Saturday, September 24, 2011

The Coast

The day after seeing the hill towns, we moved on to the coast. We made an afternoon stop in Jerez on the way to the coast from Arcos. For those of you that aren’t wine geeks, Jerez is where sherry comes from. While I’m a huge wine drinker, sherry is a category I don’t indulge in very much, so I figured it would be a good way to educate myself on this very different style of wine. The uniqueness of the process by which it’s made and the widely varying styles in which it’s available makes sherry a pretty complex subject, so I was looking forward to educating myself a little more. We ended up going on two sherry tours (we had planned on only doing one so we could also see the Analusian Horse riding performance that is the other big draw in Jerez, bur unfortunately the horsies were sold out). The tours were targeted at the average tourist and were thus a little more high-level than a hard-core wine geek like myself would have preferred, but I still ended up learning some things and met some pretty cool people that were also taking the tour with us. My response to the tastings we had were somewhat mixed—a couple of the wines were something I enjoyed, but several of the sherries we had didn’t turn my crank at all. When I get home and try to duplicate some of the cooking I’ve had here I’ll maybe try some other producers which I may like more, but overall I’m still not sure if dry sherry is my thing. I specify dry sherry there as the sweet Pedro Ximinez sherry dessert wines are definitely my thing, and have been since long before this trip. The PX sherries are something Juls has some to appreciate on this trip, and she’s been drinking them like they’re going out of style.
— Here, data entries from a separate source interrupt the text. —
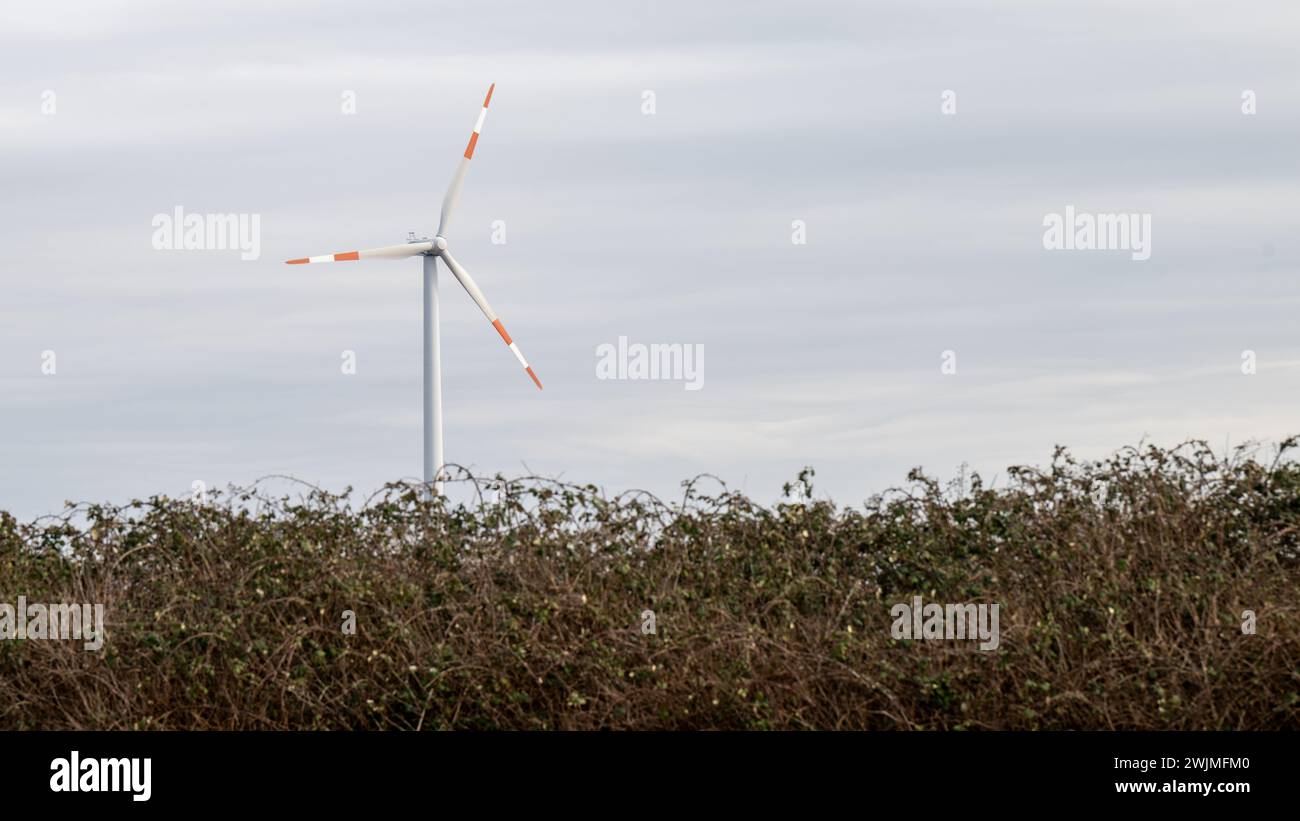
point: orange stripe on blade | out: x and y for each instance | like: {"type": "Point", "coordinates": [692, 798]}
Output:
{"type": "Point", "coordinates": [501, 329]}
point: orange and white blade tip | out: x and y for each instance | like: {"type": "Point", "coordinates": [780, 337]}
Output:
{"type": "Point", "coordinates": [479, 126]}
{"type": "Point", "coordinates": [328, 257]}
{"type": "Point", "coordinates": [514, 348]}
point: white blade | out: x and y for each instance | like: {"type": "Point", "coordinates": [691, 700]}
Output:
{"type": "Point", "coordinates": [386, 252]}
{"type": "Point", "coordinates": [449, 200]}
{"type": "Point", "coordinates": [475, 294]}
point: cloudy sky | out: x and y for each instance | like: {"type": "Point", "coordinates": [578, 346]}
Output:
{"type": "Point", "coordinates": [923, 235]}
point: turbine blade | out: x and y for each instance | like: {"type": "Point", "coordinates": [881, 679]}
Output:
{"type": "Point", "coordinates": [475, 294]}
{"type": "Point", "coordinates": [386, 252]}
{"type": "Point", "coordinates": [449, 202]}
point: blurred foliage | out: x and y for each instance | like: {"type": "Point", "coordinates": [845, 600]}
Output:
{"type": "Point", "coordinates": [1121, 585]}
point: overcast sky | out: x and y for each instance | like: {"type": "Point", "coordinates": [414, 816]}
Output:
{"type": "Point", "coordinates": [923, 235]}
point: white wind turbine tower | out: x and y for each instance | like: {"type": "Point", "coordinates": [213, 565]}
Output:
{"type": "Point", "coordinates": [432, 250]}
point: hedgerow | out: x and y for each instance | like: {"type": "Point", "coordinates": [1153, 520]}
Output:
{"type": "Point", "coordinates": [1122, 586]}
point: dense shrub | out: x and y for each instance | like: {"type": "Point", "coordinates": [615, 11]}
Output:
{"type": "Point", "coordinates": [1122, 586]}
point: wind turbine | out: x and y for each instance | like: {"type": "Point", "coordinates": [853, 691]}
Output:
{"type": "Point", "coordinates": [433, 250]}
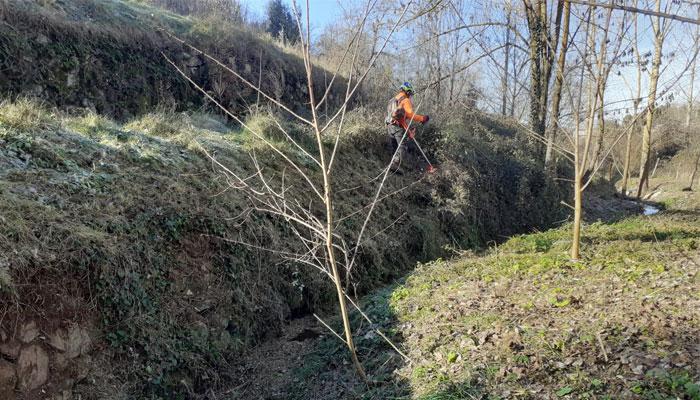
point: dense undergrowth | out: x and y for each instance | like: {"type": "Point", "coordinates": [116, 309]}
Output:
{"type": "Point", "coordinates": [524, 321]}
{"type": "Point", "coordinates": [129, 228]}
{"type": "Point", "coordinates": [106, 55]}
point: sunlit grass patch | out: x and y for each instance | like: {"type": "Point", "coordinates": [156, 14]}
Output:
{"type": "Point", "coordinates": [25, 115]}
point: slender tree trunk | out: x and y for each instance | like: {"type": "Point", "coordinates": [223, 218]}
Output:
{"type": "Point", "coordinates": [695, 170]}
{"type": "Point", "coordinates": [535, 27]}
{"type": "Point", "coordinates": [558, 84]}
{"type": "Point", "coordinates": [653, 81]}
{"type": "Point", "coordinates": [578, 164]}
{"type": "Point", "coordinates": [628, 149]}
{"type": "Point", "coordinates": [504, 99]}
{"type": "Point", "coordinates": [328, 202]}
{"type": "Point", "coordinates": [578, 210]}
{"type": "Point", "coordinates": [692, 77]}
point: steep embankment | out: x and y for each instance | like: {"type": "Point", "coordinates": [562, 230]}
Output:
{"type": "Point", "coordinates": [524, 321]}
{"type": "Point", "coordinates": [106, 55]}
{"type": "Point", "coordinates": [119, 242]}
{"type": "Point", "coordinates": [122, 272]}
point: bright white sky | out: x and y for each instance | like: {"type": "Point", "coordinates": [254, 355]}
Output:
{"type": "Point", "coordinates": [680, 41]}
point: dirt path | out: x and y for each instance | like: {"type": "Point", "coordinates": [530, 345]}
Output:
{"type": "Point", "coordinates": [267, 371]}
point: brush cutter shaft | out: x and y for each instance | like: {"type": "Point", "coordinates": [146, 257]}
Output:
{"type": "Point", "coordinates": [422, 152]}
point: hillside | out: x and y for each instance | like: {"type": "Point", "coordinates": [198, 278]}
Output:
{"type": "Point", "coordinates": [522, 321]}
{"type": "Point", "coordinates": [124, 257]}
{"type": "Point", "coordinates": [106, 56]}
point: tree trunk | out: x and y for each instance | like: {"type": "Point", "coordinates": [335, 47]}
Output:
{"type": "Point", "coordinates": [695, 170]}
{"type": "Point", "coordinates": [558, 84]}
{"type": "Point", "coordinates": [692, 78]}
{"type": "Point", "coordinates": [534, 25]}
{"type": "Point", "coordinates": [578, 212]}
{"type": "Point", "coordinates": [504, 99]}
{"type": "Point", "coordinates": [628, 150]}
{"type": "Point", "coordinates": [653, 81]}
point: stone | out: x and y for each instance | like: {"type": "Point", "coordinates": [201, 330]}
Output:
{"type": "Point", "coordinates": [10, 349]}
{"type": "Point", "coordinates": [74, 342]}
{"type": "Point", "coordinates": [32, 367]}
{"type": "Point", "coordinates": [29, 332]}
{"type": "Point", "coordinates": [8, 380]}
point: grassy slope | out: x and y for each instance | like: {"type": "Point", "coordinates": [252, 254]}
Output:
{"type": "Point", "coordinates": [523, 321]}
{"type": "Point", "coordinates": [117, 227]}
{"type": "Point", "coordinates": [106, 55]}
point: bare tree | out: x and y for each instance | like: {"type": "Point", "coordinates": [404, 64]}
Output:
{"type": "Point", "coordinates": [637, 61]}
{"type": "Point", "coordinates": [558, 84]}
{"type": "Point", "coordinates": [311, 219]}
{"type": "Point", "coordinates": [659, 35]}
{"type": "Point", "coordinates": [543, 44]}
{"type": "Point", "coordinates": [692, 74]}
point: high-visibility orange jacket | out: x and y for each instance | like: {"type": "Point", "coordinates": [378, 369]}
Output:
{"type": "Point", "coordinates": [407, 105]}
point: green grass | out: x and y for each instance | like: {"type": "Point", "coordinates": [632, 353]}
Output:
{"type": "Point", "coordinates": [525, 320]}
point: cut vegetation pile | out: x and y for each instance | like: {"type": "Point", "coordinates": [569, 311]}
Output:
{"type": "Point", "coordinates": [126, 238]}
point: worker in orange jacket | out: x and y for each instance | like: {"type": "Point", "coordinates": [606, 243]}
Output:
{"type": "Point", "coordinates": [399, 116]}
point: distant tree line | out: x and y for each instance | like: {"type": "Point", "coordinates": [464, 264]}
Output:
{"type": "Point", "coordinates": [279, 19]}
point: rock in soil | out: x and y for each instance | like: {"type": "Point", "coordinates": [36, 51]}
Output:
{"type": "Point", "coordinates": [32, 367]}
{"type": "Point", "coordinates": [8, 380]}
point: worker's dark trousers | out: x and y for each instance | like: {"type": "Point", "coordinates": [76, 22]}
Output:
{"type": "Point", "coordinates": [395, 135]}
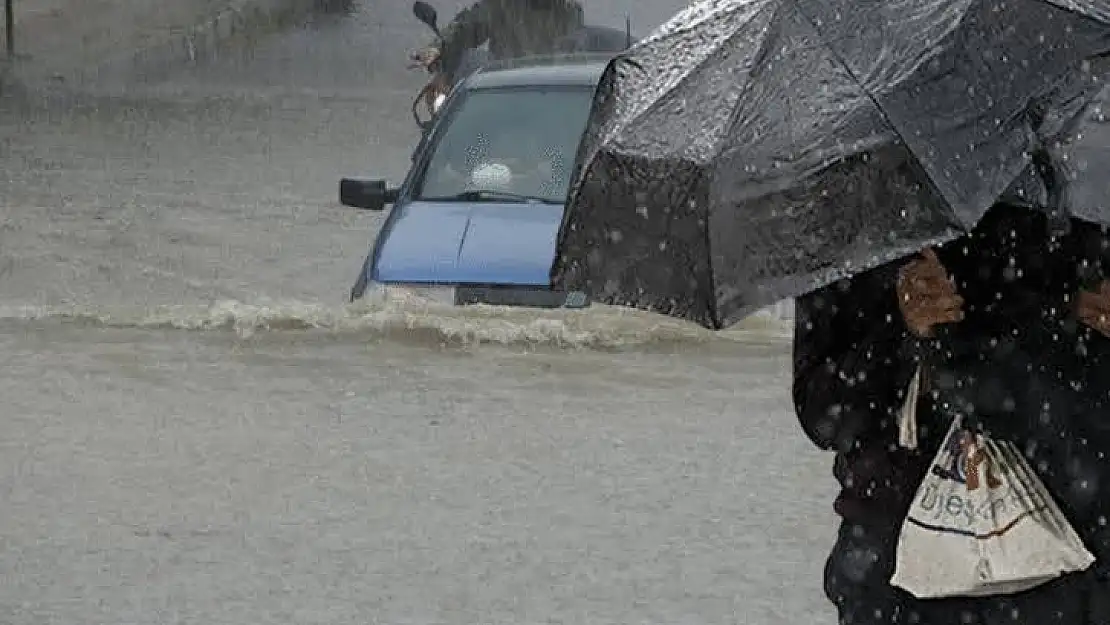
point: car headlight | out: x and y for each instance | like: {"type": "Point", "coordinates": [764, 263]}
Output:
{"type": "Point", "coordinates": [427, 293]}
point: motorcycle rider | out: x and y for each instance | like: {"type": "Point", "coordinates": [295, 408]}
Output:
{"type": "Point", "coordinates": [512, 28]}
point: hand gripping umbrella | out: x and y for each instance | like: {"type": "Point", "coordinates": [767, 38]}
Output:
{"type": "Point", "coordinates": [755, 150]}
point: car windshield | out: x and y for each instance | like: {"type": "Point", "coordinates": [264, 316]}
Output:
{"type": "Point", "coordinates": [508, 144]}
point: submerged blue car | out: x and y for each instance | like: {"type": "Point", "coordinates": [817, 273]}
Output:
{"type": "Point", "coordinates": [476, 218]}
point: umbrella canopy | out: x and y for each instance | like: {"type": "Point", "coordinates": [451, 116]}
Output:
{"type": "Point", "coordinates": [754, 150]}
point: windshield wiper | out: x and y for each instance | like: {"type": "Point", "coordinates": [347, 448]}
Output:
{"type": "Point", "coordinates": [488, 194]}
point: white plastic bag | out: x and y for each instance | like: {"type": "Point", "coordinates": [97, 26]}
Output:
{"type": "Point", "coordinates": [981, 522]}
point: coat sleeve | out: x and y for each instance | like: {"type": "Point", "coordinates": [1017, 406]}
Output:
{"type": "Point", "coordinates": [853, 360]}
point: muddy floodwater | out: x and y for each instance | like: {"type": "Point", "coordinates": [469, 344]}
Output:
{"type": "Point", "coordinates": [197, 429]}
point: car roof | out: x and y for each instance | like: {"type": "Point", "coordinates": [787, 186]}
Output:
{"type": "Point", "coordinates": [567, 70]}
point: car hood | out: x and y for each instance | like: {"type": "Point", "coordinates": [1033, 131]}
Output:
{"type": "Point", "coordinates": [476, 243]}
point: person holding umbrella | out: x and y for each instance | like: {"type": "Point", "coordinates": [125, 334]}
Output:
{"type": "Point", "coordinates": [1019, 328]}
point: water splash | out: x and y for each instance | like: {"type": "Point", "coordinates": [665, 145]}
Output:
{"type": "Point", "coordinates": [401, 319]}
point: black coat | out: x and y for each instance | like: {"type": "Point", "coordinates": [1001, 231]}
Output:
{"type": "Point", "coordinates": [1020, 362]}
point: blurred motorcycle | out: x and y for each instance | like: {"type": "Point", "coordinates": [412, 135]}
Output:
{"type": "Point", "coordinates": [445, 72]}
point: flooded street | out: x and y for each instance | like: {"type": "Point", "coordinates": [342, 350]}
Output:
{"type": "Point", "coordinates": [200, 431]}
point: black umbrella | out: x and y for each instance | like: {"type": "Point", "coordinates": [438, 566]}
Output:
{"type": "Point", "coordinates": [754, 150]}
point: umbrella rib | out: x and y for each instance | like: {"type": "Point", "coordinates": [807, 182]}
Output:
{"type": "Point", "coordinates": [925, 174]}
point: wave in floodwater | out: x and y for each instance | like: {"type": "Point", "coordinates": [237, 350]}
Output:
{"type": "Point", "coordinates": [401, 319]}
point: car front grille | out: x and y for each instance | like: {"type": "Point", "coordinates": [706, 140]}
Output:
{"type": "Point", "coordinates": [531, 296]}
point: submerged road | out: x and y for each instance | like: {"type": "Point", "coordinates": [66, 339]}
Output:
{"type": "Point", "coordinates": [198, 430]}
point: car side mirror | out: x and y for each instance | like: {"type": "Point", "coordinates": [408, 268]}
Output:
{"type": "Point", "coordinates": [366, 194]}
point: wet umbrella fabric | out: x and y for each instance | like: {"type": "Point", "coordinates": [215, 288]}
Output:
{"type": "Point", "coordinates": [750, 151]}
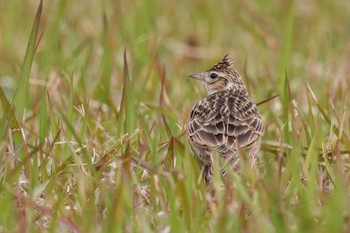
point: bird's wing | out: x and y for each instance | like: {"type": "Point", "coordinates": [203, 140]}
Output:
{"type": "Point", "coordinates": [225, 121]}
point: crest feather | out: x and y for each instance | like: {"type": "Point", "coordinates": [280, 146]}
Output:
{"type": "Point", "coordinates": [224, 63]}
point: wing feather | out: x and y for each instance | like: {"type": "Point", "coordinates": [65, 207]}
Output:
{"type": "Point", "coordinates": [225, 121]}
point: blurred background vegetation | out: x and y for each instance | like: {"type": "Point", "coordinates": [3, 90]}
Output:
{"type": "Point", "coordinates": [97, 133]}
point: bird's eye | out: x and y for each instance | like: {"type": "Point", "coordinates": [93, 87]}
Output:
{"type": "Point", "coordinates": [213, 76]}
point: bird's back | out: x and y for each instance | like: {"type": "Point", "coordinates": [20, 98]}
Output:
{"type": "Point", "coordinates": [226, 121]}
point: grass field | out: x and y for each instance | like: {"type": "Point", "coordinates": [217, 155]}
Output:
{"type": "Point", "coordinates": [95, 98]}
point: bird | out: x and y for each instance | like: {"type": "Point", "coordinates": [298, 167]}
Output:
{"type": "Point", "coordinates": [226, 122]}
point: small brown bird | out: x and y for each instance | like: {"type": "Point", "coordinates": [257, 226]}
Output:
{"type": "Point", "coordinates": [226, 120]}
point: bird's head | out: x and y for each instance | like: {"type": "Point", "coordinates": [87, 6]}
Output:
{"type": "Point", "coordinates": [221, 77]}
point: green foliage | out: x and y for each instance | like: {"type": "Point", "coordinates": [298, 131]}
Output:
{"type": "Point", "coordinates": [94, 111]}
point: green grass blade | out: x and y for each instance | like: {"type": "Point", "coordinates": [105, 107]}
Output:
{"type": "Point", "coordinates": [22, 93]}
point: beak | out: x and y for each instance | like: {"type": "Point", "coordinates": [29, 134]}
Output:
{"type": "Point", "coordinates": [198, 76]}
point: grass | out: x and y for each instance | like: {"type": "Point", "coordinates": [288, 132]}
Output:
{"type": "Point", "coordinates": [95, 100]}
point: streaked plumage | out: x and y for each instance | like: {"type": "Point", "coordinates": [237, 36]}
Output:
{"type": "Point", "coordinates": [226, 120]}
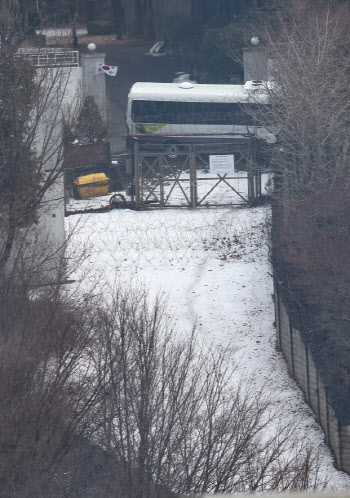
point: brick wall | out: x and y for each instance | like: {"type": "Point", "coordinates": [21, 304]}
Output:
{"type": "Point", "coordinates": [302, 367]}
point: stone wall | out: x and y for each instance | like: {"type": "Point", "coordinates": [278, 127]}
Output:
{"type": "Point", "coordinates": [302, 367]}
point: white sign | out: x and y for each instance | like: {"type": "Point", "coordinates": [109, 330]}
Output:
{"type": "Point", "coordinates": [222, 164]}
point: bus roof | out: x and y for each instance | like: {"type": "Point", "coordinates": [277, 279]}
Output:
{"type": "Point", "coordinates": [175, 92]}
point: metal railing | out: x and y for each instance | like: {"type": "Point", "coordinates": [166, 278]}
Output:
{"type": "Point", "coordinates": [55, 58]}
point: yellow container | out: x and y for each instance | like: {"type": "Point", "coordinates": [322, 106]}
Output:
{"type": "Point", "coordinates": [91, 185]}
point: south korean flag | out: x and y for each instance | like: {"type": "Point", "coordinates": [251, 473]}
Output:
{"type": "Point", "coordinates": [104, 68]}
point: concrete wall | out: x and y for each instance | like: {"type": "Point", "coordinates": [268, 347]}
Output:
{"type": "Point", "coordinates": [254, 64]}
{"type": "Point", "coordinates": [94, 85]}
{"type": "Point", "coordinates": [302, 367]}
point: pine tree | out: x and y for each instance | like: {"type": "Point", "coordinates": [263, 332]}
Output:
{"type": "Point", "coordinates": [90, 127]}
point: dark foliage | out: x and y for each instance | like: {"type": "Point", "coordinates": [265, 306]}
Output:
{"type": "Point", "coordinates": [89, 127]}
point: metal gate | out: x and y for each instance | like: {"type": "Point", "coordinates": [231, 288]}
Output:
{"type": "Point", "coordinates": [183, 178]}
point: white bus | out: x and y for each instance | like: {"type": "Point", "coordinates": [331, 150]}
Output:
{"type": "Point", "coordinates": [173, 114]}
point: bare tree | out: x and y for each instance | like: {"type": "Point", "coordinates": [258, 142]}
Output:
{"type": "Point", "coordinates": [32, 100]}
{"type": "Point", "coordinates": [175, 420]}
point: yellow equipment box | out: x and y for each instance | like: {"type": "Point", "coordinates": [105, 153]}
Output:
{"type": "Point", "coordinates": [91, 185]}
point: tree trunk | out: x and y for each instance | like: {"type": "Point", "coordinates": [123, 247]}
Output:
{"type": "Point", "coordinates": [118, 13]}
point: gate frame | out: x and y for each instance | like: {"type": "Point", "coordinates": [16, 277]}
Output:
{"type": "Point", "coordinates": [253, 177]}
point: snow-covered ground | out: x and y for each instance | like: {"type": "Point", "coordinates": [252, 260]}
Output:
{"type": "Point", "coordinates": [213, 265]}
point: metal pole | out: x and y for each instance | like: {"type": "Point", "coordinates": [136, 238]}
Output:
{"type": "Point", "coordinates": [137, 170]}
{"type": "Point", "coordinates": [193, 178]}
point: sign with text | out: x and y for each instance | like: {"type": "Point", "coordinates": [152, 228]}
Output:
{"type": "Point", "coordinates": [222, 164]}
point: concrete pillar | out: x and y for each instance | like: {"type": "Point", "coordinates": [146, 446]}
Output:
{"type": "Point", "coordinates": [254, 64]}
{"type": "Point", "coordinates": [94, 85]}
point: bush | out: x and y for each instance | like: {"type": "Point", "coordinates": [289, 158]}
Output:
{"type": "Point", "coordinates": [100, 28]}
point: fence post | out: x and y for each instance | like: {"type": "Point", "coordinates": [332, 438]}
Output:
{"type": "Point", "coordinates": [137, 170]}
{"type": "Point", "coordinates": [161, 178]}
{"type": "Point", "coordinates": [193, 178]}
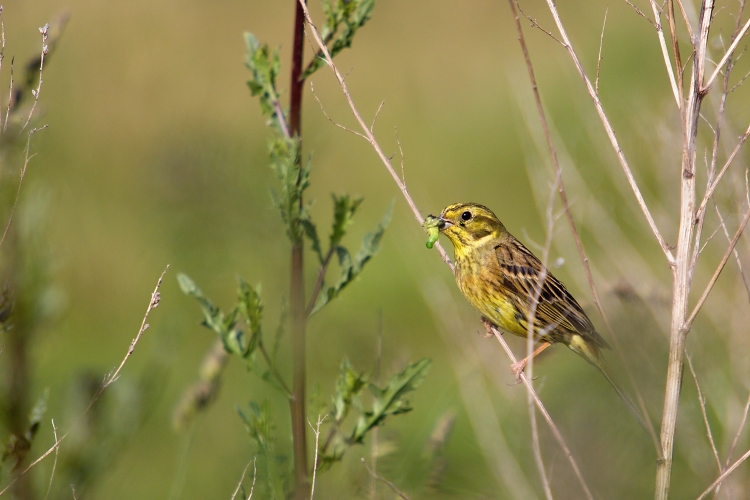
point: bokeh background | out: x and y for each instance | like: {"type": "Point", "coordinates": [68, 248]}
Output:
{"type": "Point", "coordinates": [156, 154]}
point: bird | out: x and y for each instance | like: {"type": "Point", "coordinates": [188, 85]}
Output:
{"type": "Point", "coordinates": [503, 280]}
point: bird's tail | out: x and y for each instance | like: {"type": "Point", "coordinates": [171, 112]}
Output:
{"type": "Point", "coordinates": [591, 354]}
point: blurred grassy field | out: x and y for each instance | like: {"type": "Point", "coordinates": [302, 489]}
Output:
{"type": "Point", "coordinates": [156, 154]}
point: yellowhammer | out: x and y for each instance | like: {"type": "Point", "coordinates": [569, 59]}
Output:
{"type": "Point", "coordinates": [501, 278]}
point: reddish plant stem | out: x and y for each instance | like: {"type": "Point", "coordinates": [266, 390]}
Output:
{"type": "Point", "coordinates": [297, 292]}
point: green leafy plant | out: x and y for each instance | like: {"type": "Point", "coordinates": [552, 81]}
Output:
{"type": "Point", "coordinates": [240, 329]}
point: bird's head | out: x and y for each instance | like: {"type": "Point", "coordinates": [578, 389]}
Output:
{"type": "Point", "coordinates": [468, 225]}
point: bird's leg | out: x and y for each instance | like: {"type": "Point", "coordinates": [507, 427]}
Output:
{"type": "Point", "coordinates": [518, 367]}
{"type": "Point", "coordinates": [488, 328]}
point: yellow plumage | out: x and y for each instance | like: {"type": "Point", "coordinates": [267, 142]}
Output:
{"type": "Point", "coordinates": [502, 279]}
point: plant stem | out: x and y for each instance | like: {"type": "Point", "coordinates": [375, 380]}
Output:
{"type": "Point", "coordinates": [297, 293]}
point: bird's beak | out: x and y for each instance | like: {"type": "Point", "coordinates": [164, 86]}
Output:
{"type": "Point", "coordinates": [444, 223]}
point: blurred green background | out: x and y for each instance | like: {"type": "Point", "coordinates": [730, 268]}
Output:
{"type": "Point", "coordinates": [156, 154]}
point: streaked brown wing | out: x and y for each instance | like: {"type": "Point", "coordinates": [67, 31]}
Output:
{"type": "Point", "coordinates": [557, 313]}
While we’re on the subject of wine, I must say that the ubiquity of high quality wine at bargain-basement prices here has been one of the highlights of the trip. The average cost of a bottle of wine we’d get at a restaurant has been around $18-20, and even though we are getting two bottles every day (one lunch, one dinner), almost every single one of them has been quite good. I can’t remember the last time I got a bottle in a restaurant in the US for under $40 which I enjoyed. Some of the inexpensive wines here we’ve gotten in the $15-$25 range have been fantastic, and are things I would have been pleased with had I spent $60 on the exact same bottle at a restaurant at home.

After the sherry tasting, we continued to Cádiz to start our drive along the coast. We didn’t stop there, but just drove through to check out the town and the huge port in the bay. After that, we made a beeline to Vejer de la Frontera, a small hilltop town with very strong Moorish roots in the Andalusian hills near the coast. This town was a delight as there wasn’t much tourism, and was a very local scene. All the whitewashed homes, the winding lanes which were more staircases than roads, and the heavy Moorish influence gave it Greek-island type feel, and it was very relaxing and a nice evening stop. I also had a really nice meal there, a seared duck breast with a red wine and sherry vinegar sauce and a wine-poached pear. I also didn’t get any fries (although there was no starch component at all on my plate, hhhhhmmmn), and while Juls got a big pile of fries with here steak, these were at least the best fries she had yet had.

The next day, we got back into the car and headed back along the coast, stopping briefly in Gibraltar and Marbella. Gibraltar was interesting as it is actually British Territory, not a city, and being part of the British Empire has a very Anglican feel to it, right down to the boxy red telephone booths. We actually had to go through customs to get in and out, although I don’t think the border guards sweated the details. All they did was look at our passports, and when we re-entered Spain the immigration agent only looked at my passport as I flashed it open from 5 feet away. Juls apparently never even got hers out of her bag. Whatever.

We actually didn’t go up to the top of the rock. If was a very cold, rainy, and foggy day, and you could barely see across the bay, let alone across the straight to Africa. We just ended up tooling around the town in a public bus to get a feel for the place. By far the most interesting part, though, was simply entering and exiting the country. Because the country is so small (just 2.5 sq miles, 1/3 of which is dominated by its namesake rock), there’s hardly any place to put a runway. The one and only place with sufficient space for an airplane runway is running parallel right along the border. Actually, that wasn’t even sufficient as they had to extend it out into the bay with reclaimed land. Due to this, you actually have to walk across the airstrip whenever you enter or leave the country. It’s got stop lights and signals like you’ve have a railroad crossing to keep you from crossing the runway then a plane is about to take off or lang. Pretty wacky.

After Gibraltar, we continued on along the Costa del Sol to Marbella and then headed inland to our final stop, Granada. The coast here was very beautiful, but I can see why our guidebook didn’t recommend staying along this part of the coast. It’s very developed, and appears to be more a set of resort-y beach towns littered with condos and timeshares for retired Europeans that want a tiny sliver of beach and lots of sun than they are places of historic or cultural interest.